Qual é a melhor forma de apoiar as empresas nesta altura? Como é que o Estado pode apoiar as empresas ou deve apoiar as empresas, empresários e novos empreendedores nesta altura?

Foco a minha resposta nos novos empreendedores, que é aqui a minha área de estudo.

Eu acho, cada vez mais, que o dinheiro tem que ser colocado à disposição, mas tem que ser muito criterioso. Temos que ver quais são, e há estudos recentes, ainda há pouco tempo foi apresentado pelo Costa e Silva uma "Visão estratégica para Portugal 2020-2030", se calhar tínhamos que definir aqui quais são os clusters de interesse e com potencial em Portugal e temos que canalizar esse dinheiro para novos negócios, novas oportunidades, para esses mesmos clusters, onde os empreendedores têm que mostrar capacidades pessoais mas também de desenvolvimento de projeto, e que os negócios façam sentido e sejam sustentáveis a longo prazo.

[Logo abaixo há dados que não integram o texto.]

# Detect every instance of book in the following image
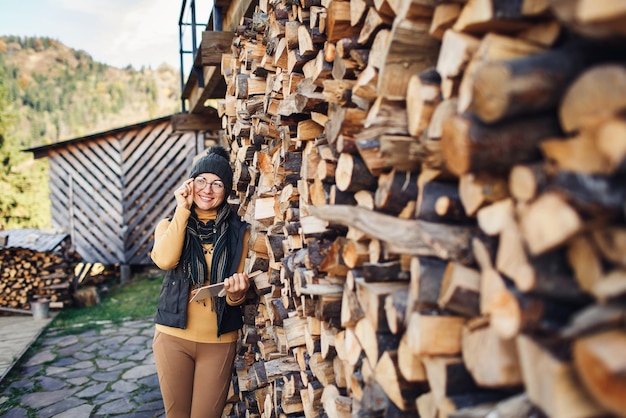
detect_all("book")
[189,270,263,303]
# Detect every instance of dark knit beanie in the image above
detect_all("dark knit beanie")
[189,145,233,195]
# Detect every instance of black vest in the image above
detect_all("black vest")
[154,212,248,337]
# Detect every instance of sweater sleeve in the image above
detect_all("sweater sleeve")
[150,207,191,270]
[226,229,250,306]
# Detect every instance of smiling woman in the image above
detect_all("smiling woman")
[151,146,250,418]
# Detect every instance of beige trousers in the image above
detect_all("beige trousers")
[152,331,237,418]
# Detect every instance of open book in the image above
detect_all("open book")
[189,270,263,303]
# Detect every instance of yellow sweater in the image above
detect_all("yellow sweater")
[151,208,250,343]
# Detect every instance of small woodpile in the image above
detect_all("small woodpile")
[0,229,78,312]
[207,0,626,418]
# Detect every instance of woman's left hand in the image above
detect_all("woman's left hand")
[224,273,250,300]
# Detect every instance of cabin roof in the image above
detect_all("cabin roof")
[23,115,172,159]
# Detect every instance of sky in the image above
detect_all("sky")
[0,0,208,69]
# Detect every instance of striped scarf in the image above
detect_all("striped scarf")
[181,204,230,294]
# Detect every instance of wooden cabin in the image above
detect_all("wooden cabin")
[28,116,217,265]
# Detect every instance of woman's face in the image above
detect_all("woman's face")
[193,173,226,210]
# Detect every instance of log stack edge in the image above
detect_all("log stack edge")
[208,0,626,418]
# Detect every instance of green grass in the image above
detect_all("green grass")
[50,273,163,332]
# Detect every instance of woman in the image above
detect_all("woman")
[151,146,249,418]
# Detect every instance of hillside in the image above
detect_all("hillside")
[0,36,180,229]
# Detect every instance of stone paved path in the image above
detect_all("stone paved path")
[0,318,165,418]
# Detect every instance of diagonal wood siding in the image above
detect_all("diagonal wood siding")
[121,123,197,264]
[47,120,198,265]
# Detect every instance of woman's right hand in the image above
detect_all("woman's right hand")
[174,179,193,209]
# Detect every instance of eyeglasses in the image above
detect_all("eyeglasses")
[193,177,224,193]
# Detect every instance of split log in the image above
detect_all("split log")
[470,47,591,123]
[374,351,427,411]
[437,262,480,317]
[517,336,604,418]
[370,19,438,99]
[311,206,476,264]
[441,114,560,176]
[405,312,466,356]
[490,288,581,339]
[574,330,626,417]
[559,64,626,133]
[463,325,524,388]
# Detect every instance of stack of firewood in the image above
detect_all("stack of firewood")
[0,243,76,311]
[210,0,626,418]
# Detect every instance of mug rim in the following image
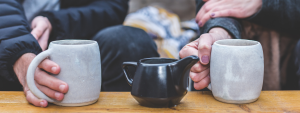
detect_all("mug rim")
[51,39,97,46]
[139,57,178,65]
[213,39,260,47]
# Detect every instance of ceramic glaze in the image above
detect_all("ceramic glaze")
[208,39,264,103]
[27,40,101,106]
[123,56,199,107]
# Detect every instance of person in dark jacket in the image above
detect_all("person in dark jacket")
[0,0,159,107]
[180,0,300,90]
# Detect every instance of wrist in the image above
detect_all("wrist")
[209,27,232,39]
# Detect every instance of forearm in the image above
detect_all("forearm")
[248,0,300,34]
[196,0,243,39]
[0,0,41,85]
[41,0,128,42]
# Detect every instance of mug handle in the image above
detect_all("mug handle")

Isto não é rocket science, já se fez, é uma coisa perfeitamente normal, estamos a passar por uma crise de saúde que se transforma agora numa crise económica e temos que ter atenção aqui a estes pormenores para que não seja jorrar dinheiro sem consequências.

Como é que imagina o tecido empresarial português depois desta crise, vai haver mudanças?

Eu parto sempre deste princípio: as necessidades das pessoas e dos clientes mudaram e as empresas têm que se adaptar a estas mudanças. Há uma frase que diz que "os que sobrevivem não são os mais fortes, mas aqueles que mais rapidamente se adaptarem à mudança". E é isso. A vida mudou e por muito que a gente às vezes queira lutar contra isso, eu não conheço ninguém que tenha ganho a luta contra a realidade. O mundo mudou, temos que aceitar, temos que rapidamente adaptar os nossos tecidos empresariais, as nossas empresas. E temos que abrir espaço e o mercado já está a abrir espaço para novas empresas, para novas ideias, para novas oportunidades. Nós na academia até costumamos dizer que as crises são fontes de oportunidade e é precisamente em momentos como este onde surgem novas ideias, novas brechas no mercado para se empreender. Eu estou à espera que isso acontece agora aqui também.